Obesità / Perdita di peso / Fitness

Il blocco di questa proteina può tenere a bada l'obesità e il diabete

Il blocco di una proteina nel fegato può prevenire l'obesità e le sue malattie correlate – come il diabete di tipo 2 e il fegato grasso – nei topi, secondo una nuova ricerca.

Uno studio del Cincinnati Children's Hospital Medical Center in Ohio rivela che una proteina chiamata Argonaute 2 (AGO2) controlla il modo in cui l'energia viene prodotta e utilizzata nel fegato.

Lo fa silenziando l'RNA, una molecola che trasporta le istruzioni genetiche contenute nei blueprint del DNA nel nucleo della cellula al meccanismo di produzione delle proteine ​​della cellula.

Gli scienziati hanno rivelato che, riducendo l'RNA, l'AGO2 rallenta il metabolismo nel fegato e la "capacità di elaborare una dieta ricca di grassi".

Tuttavia, quando hanno eliminato l'AGO2 nel fegato di topi con una dieta ricca di grassi, i topi non sono diventati obesi e non hanno sviluppato diabete di tipo 2 e malattia del fegato grasso.

Malattia del fegato grasso – o, più precisamente, malattia del fegato grasso non alcolico – è una condizione in cui il grasso si accumula nel fegato. Può danneggiare gravemente l'organo, il cui compito principale è quello di pulire e disintossicare il sangue.

Ciclo vizioso nel metabolismo energetico interrotto

I risultati suggeriscono che il silenziamento dell'RNA da parte dell'AGO2 collega due processi importanti: il controllo dell'approvvigionamento energetico e la produzione di proteine ​​all'interno delle cellule.

"Questo meccanismo", osservano gli investigatori in un articolo pubblicato su Nature Communications pubblicato di recente sul loro lavoro, "potrebbe essere il cuore di un circolo vizioso nel metabolismo energetico interrotto nel fegato obeso".

Il team ha identificato l'AGO2 dopo lo screening e l'analisi del comportamento dei geni e delle proteine ​​associate che hanno come bersaglio nel fegato.

Hanno esaminato l'effetto dell'eliminazione di proteine ​​che svolgono un ruolo chiave nel metabolismo epatico in topi normali e geneticamente modificati alimentati con diete ad alto contenuto di grassi.

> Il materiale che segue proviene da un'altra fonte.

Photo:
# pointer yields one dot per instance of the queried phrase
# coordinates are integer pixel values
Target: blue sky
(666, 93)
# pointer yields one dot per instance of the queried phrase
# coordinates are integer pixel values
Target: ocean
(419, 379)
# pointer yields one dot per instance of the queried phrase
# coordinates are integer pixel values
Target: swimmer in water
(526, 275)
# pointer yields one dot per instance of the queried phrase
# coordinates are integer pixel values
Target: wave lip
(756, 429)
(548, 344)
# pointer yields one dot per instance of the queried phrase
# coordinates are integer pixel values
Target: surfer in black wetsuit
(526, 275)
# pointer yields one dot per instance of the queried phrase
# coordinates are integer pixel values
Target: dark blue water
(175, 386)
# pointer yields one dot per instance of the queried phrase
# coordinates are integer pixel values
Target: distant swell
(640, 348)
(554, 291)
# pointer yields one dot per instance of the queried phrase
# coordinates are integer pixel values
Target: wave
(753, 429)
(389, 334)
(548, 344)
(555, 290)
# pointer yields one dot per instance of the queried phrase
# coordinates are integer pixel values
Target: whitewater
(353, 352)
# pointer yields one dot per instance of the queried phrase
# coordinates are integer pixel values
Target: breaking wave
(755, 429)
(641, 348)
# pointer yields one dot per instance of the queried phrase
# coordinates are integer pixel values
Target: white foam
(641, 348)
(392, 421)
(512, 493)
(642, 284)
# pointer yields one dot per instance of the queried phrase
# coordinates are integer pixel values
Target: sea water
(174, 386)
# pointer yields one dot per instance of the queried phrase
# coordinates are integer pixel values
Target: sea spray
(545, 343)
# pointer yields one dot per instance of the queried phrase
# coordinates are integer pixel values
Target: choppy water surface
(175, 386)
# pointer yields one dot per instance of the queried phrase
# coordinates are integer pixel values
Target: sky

L'autrice senior dello studio Takahisa Nakamura, assistente professore al Dipartimento di Pediatria dell'ospedale pediatrico di Cincinnati, avverte che la scienza è "ancora basilare" e che è troppo presto per dire come potrebbe tradursi in nuovi trattamenti.

Ci potrebbero essere importanti implicazioni, tuttavia, per il trattamento di "disordini metabolici cronici come diabete, malattie del fegato grasso e altre malattie associate all'obesità", osserva.

Ciò che hanno ottenuto finora, suggerisce Nakamura, dovrebbe aiutarli a cercare nuovi potenziali trattamenti che colpiscono l'obesità e le malattie associate alterando l'equilibrio energetico nel fegato.

Ulteriori lavori riguarderanno la conferma di questi risultati in "modelli di laboratorio" e lo sviluppo di un bloccante sperimentale AGO2 per test clinici nell'uomo.

L'epidemia di obesità e squilibrio calorico

L'obesità è un problema di salute pubblica globale che ha raggiunto proporzioni epidemiche. La maggior parte delle persone nel mondo ora vive in paesi in cui trasportare troppo peso è più fatale dell'essere sottopeso.

Il problema è sorto a causa di uno squilibrio calorico; stiamo consumando di più – ma bruciando meno calorie – ora di quanto non avessimo fatto qualche decennio fa.

La ragione principale per cui stiamo assumendo più calorie è perché c'è stato un aumento in tutto il mondo del consumo di cibi densi di energia, in particolare di quelli ad alto contenuto di grassi.

Inoltre, stiamo bruciando meno calorie perché ci muoviamo e ci esercitiamo molto meno dei nostri antenati; usiamo sempre più il trasporto motorizzato e abbiamo più posti di lavoro e stili di vita sedentari.

La conseguenza di questo è un aumento di molte malattie legate all'obesità, come malattie cardiache, ictus, diabete di tipo 2, alcuni tumori e fegato grasso.

I risultati del nuovo studio suggeriscono che un modo per affrontare questo potrebbe essere quello di alterare il metabolismo nei fegati delle persone, in quanto il fegato è un "organo principale per il consumo di energia".

Lo studio si concentra sulla produzione di proteine ​​nelle cellule, che è uno dei processi nel fegato che richiede molta energia. Ciò rappresenta fino al 30% dell'energia utilizzata nel fegato.